Interrogato anche l’imprenditore edile indagato di Paola Pagnanelli FOTO Farina in tribunale

Castelraimondo (Macerata), il capannone dei Seminara sequestrato (Foto Calavita)

Castelraimondo (Macerata), il capannone dei Seminara sequestrato (Foto Calavita)

Macerata, 17 luglio 2014 - Santo Seminara è l’unico che parla dei quattro indagati per l’omicidio del sambenedettese Pietro Sarchiè, commesso il 18 giugno scorso. Ieri pomeriggio, accompagnato dall’avvocato Nicola Pandolfi, Seminara, imprenditore edile originario di Catania e residente da venti anni a Castelraimondo, si è presentato nella caserma dei carabinieri del suo paese e ha dato la sua versione dei fatti. «Io avevo già parlato — ha spiegato poi — fin dal primo giorno in cui i carabinieri sono venuti a controllare il mio capannone, nella zona industriale Lanciano. Ma ho chiesto di poter essere sentito ancora per precisare alcuni elementi, alcune date, per essere ancora più chiaro su questa vicenda. So che gli altri non hanno detto niente in procura, ma io non ho nulla da nascondere e quindi posso parlare, posso spiegare. Per questo ho detto tutto».
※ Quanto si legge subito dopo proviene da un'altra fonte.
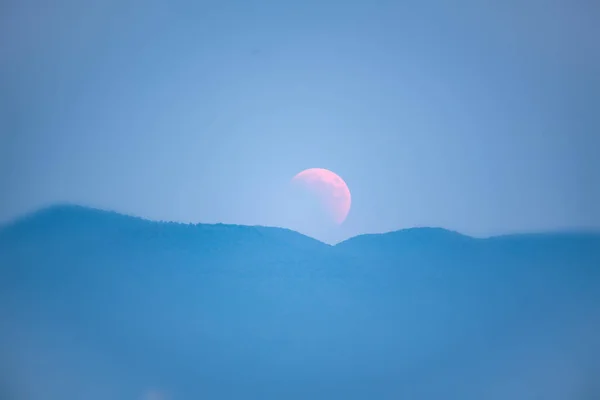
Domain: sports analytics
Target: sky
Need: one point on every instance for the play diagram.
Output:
(476, 116)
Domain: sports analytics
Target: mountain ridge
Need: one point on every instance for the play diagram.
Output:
(56, 212)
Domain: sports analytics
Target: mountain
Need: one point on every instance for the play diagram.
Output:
(98, 305)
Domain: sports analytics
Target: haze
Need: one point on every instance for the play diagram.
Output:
(476, 117)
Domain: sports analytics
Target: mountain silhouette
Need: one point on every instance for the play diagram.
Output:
(99, 305)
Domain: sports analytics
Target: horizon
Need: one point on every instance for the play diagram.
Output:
(468, 117)
(33, 213)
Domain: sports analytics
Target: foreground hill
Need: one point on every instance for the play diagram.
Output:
(98, 305)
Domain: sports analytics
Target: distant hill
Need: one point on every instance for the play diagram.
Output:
(98, 305)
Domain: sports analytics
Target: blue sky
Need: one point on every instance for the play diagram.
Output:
(470, 115)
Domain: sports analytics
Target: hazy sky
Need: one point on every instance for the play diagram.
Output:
(483, 117)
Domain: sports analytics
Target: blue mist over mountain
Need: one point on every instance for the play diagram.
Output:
(99, 305)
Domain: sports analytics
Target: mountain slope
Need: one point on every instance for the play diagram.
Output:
(99, 305)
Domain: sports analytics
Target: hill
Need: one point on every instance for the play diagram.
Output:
(99, 305)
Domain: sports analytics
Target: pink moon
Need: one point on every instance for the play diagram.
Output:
(330, 188)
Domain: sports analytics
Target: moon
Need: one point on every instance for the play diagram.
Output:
(330, 188)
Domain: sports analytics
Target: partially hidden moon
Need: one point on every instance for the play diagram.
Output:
(331, 190)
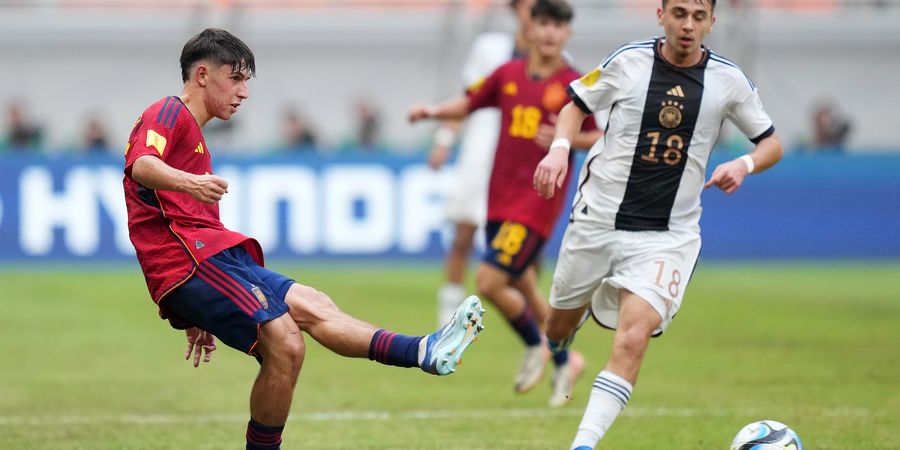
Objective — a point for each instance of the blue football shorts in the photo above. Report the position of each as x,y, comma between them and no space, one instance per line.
230,296
511,246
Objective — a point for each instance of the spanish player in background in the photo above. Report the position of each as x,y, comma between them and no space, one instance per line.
467,198
634,237
210,281
529,93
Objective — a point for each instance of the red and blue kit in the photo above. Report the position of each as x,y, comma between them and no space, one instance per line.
172,233
525,103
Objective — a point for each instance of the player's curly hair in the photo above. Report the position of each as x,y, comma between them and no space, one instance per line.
220,47
712,2
557,10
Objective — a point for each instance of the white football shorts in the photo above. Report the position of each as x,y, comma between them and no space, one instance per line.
594,263
467,198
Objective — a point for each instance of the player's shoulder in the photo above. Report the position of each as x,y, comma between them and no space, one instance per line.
631,50
166,112
723,66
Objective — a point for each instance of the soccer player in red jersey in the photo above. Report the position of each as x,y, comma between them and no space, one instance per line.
529,93
211,281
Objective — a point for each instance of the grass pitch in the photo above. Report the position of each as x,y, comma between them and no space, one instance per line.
86,364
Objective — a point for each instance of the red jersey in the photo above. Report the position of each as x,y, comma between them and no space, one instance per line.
171,231
525,104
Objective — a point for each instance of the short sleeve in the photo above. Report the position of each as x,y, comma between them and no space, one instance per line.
748,113
483,94
153,134
597,89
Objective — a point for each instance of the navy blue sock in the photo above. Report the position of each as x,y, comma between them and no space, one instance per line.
527,328
263,437
561,357
395,349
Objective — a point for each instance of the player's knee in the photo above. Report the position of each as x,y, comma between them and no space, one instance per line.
633,340
308,306
462,243
557,330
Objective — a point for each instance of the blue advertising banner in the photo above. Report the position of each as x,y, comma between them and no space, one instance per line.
380,206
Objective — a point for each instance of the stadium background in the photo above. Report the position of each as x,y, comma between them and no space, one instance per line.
815,236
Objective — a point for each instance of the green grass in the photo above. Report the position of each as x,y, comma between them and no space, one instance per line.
86,364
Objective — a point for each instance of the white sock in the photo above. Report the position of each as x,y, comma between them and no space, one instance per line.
449,297
609,396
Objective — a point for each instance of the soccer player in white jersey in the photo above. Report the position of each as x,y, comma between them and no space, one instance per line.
467,199
634,238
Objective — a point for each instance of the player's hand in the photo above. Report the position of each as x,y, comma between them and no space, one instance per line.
551,172
438,156
728,176
206,188
419,112
545,136
199,342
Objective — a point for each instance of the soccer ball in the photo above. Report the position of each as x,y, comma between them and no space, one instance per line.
766,435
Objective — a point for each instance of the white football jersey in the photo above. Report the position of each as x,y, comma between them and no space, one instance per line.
648,170
467,198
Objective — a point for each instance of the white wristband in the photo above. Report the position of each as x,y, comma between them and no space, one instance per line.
749,162
444,137
561,142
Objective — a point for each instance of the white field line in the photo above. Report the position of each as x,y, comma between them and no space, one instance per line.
350,416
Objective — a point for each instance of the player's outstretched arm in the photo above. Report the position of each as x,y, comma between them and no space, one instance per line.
443,143
154,173
551,171
199,341
455,109
730,176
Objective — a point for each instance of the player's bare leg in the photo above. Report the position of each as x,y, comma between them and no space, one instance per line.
453,292
613,386
568,365
494,284
282,349
316,314
438,353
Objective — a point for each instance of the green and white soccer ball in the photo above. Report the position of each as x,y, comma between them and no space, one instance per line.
766,435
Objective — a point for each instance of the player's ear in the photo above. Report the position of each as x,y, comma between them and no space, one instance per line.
202,74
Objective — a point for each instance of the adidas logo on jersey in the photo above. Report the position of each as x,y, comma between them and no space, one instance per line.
675,91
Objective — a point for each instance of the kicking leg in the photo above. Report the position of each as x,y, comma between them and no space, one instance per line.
282,350
613,386
438,353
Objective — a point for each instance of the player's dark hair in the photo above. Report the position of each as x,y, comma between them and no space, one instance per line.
556,10
219,47
712,2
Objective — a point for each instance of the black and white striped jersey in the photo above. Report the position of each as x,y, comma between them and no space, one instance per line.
648,171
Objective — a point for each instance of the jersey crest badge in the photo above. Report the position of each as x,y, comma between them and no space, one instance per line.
511,88
589,79
670,114
675,92
156,141
260,296
554,97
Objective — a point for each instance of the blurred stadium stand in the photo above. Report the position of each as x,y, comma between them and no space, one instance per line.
66,58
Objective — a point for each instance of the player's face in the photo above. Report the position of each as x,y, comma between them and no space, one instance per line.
549,37
225,91
686,23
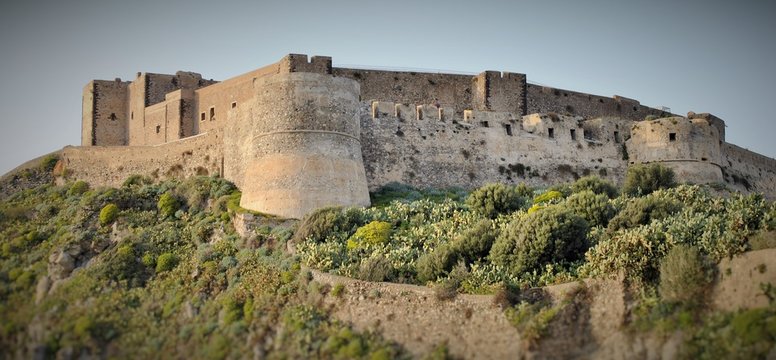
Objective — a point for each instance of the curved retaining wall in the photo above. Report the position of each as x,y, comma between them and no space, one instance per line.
296,145
691,147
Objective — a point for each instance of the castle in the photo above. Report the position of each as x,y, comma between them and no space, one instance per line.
300,134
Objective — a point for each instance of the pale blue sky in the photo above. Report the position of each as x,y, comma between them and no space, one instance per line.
704,56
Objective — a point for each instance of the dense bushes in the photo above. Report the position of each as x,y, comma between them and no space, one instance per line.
374,233
168,204
108,214
642,211
684,275
326,222
494,199
591,207
551,235
645,179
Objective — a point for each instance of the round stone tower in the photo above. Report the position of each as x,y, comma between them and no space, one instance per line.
691,147
298,143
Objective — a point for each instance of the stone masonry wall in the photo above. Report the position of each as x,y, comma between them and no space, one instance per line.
453,152
745,170
542,99
111,165
105,113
La sua versione è semplice. Per prima cosa, sulle tracce di sangue trovate nella sede della ditta, Seminara assicura che sono di un operaio, che si era ferito al lavoro; e su questo saranno fatti accertamenti dirimenti. Poi l’imprenditore dice di aver sempre prestato a diverse persone il suo capannone a Lanciano, poco usato dalla sua ditta; in tanti si sarebbero serviti di quello spazio per sistemare le macchine o fare altri piccoli lavori. Tra questi ci sarebbe anche Giuseppe Farina, catanese di origine come Seminara, suo ex dipendente, suo amico, residente a Sepppio di Pioraco e ora indagato per l’omicidio del commerciante di pesce sambenedettese.
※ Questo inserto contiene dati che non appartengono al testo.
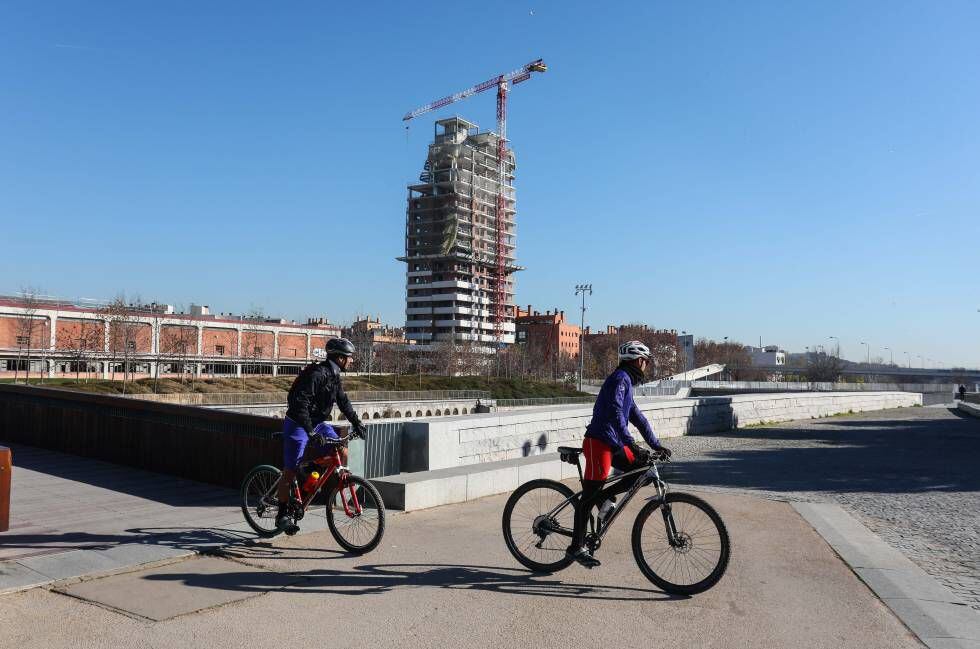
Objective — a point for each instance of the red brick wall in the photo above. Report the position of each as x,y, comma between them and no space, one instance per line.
12,326
75,334
172,336
292,346
138,333
257,340
214,337
318,341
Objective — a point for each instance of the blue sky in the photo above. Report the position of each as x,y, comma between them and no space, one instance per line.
785,170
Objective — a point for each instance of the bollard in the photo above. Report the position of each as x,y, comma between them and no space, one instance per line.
6,469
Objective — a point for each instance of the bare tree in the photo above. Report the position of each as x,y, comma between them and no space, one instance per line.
127,334
176,341
82,342
823,367
29,329
252,349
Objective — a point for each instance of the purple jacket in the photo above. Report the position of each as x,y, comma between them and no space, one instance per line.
613,412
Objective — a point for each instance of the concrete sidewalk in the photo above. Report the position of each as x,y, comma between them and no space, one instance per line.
74,517
442,577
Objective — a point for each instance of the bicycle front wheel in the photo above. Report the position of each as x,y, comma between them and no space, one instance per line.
695,559
529,530
260,502
356,515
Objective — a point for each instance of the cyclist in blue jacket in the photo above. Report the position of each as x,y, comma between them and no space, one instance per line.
608,443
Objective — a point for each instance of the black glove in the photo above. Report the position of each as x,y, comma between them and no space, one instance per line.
316,438
640,454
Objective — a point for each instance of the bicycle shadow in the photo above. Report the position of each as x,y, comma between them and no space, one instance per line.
375,579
Anche Farina a giugno gli avrebbe chiesto di usare quello spazio. Per altro, l’area dietro al capannone è accessibile a tutti perché il cancello non funziona, e dunque non si chiude. In quell’area sono stati trovati numerosi oggetti appartenuti senza dubbio alla vittima, «ma io non saprei dire chi ce li ha messi — ha detto Seminara —, perché noi ci stiamo poco e dagli uffici non si vede quella parte». 
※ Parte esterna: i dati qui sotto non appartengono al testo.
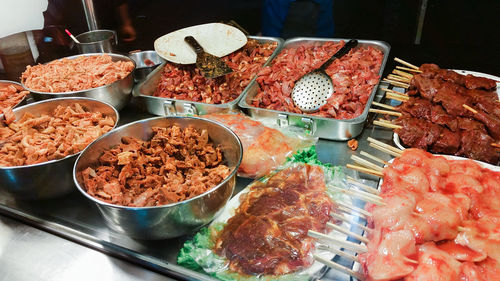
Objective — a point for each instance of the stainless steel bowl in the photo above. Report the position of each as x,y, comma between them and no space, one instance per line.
172,220
19,88
117,93
52,178
142,68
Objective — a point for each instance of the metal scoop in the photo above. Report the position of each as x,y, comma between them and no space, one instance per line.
312,90
210,65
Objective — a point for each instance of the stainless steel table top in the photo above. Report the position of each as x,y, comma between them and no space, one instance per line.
28,253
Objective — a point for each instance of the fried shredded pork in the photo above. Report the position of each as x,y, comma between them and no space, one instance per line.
188,83
81,73
36,139
10,95
175,165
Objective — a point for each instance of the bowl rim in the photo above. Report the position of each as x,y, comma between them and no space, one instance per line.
130,55
20,85
89,89
68,156
128,208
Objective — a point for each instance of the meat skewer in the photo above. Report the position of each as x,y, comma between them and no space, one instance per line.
409,69
442,216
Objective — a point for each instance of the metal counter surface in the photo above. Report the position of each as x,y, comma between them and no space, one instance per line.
31,253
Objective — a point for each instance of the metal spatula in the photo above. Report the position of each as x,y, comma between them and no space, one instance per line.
210,65
312,90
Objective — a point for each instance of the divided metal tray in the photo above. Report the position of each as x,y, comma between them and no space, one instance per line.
170,107
326,128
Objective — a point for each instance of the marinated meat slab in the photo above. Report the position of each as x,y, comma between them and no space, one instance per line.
37,139
186,82
440,221
353,76
81,73
268,233
175,165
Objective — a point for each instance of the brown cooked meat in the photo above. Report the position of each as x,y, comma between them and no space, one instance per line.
175,165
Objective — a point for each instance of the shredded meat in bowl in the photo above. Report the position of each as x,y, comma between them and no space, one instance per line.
81,73
175,165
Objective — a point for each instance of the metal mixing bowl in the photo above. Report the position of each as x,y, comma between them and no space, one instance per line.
52,178
142,68
117,93
172,220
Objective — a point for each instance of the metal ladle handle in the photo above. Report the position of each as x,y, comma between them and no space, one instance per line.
194,44
340,53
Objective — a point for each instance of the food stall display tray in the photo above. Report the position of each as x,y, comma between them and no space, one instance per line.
170,107
326,128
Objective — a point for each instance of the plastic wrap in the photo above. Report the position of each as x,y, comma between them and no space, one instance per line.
200,253
264,148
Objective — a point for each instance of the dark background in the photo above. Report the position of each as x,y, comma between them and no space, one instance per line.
456,34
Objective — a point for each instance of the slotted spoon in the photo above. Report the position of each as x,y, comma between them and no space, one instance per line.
312,90
210,65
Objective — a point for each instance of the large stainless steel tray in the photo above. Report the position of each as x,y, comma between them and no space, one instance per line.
75,218
171,107
326,128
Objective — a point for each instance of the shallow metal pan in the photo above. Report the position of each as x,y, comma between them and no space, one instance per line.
326,128
171,107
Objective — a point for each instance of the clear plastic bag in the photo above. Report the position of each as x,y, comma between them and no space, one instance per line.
264,148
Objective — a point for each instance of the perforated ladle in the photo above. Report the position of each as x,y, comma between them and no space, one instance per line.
312,90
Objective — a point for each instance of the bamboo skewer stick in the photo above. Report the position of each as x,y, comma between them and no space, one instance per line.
342,218
390,152
388,146
396,83
347,232
355,209
409,69
362,185
385,120
366,163
371,196
392,91
402,73
339,267
387,125
337,252
347,211
397,95
392,113
384,105
360,195
398,78
365,170
469,108
345,244
406,63
368,155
Anche le precisazioni rese ieri pomeriggio sono state messe a verbale e confluiranno nel fascicolo, sempre più voluminoso, sull’omicidio. Fascicolo in cui a breve entreranno anche le consulenze di alcuni tecnici chiamati dalla procura per chiarire alcuni aspetti della vicenda. «Le indagini non sono suscettibili di conclusione immediata — ha detto ieri il procuratore capo Giovanni Giorgio —. Sono stati dati degli incarichi ad esperti in varie materie, che ci forniranno le risposte quanto prima, ma sono accertamenti complessi, che richiedono tempo. Comunque, la gatta frettolosa fa i figli cieci: dobbiamo lavorare con la dovuta ponderazione». 

L’inchiesta potrebbe riservare ancora diversi sviluppi. In primo luogo gli inquirenti ipotizzano che a uccidere il sambenedettese siano state due o più persone. Ci sono poi tanti tasselli ancora da sistemare, ad esempio sul movente, ancora misterioso, e sull’arma usata per il delitto, mai ritrovata.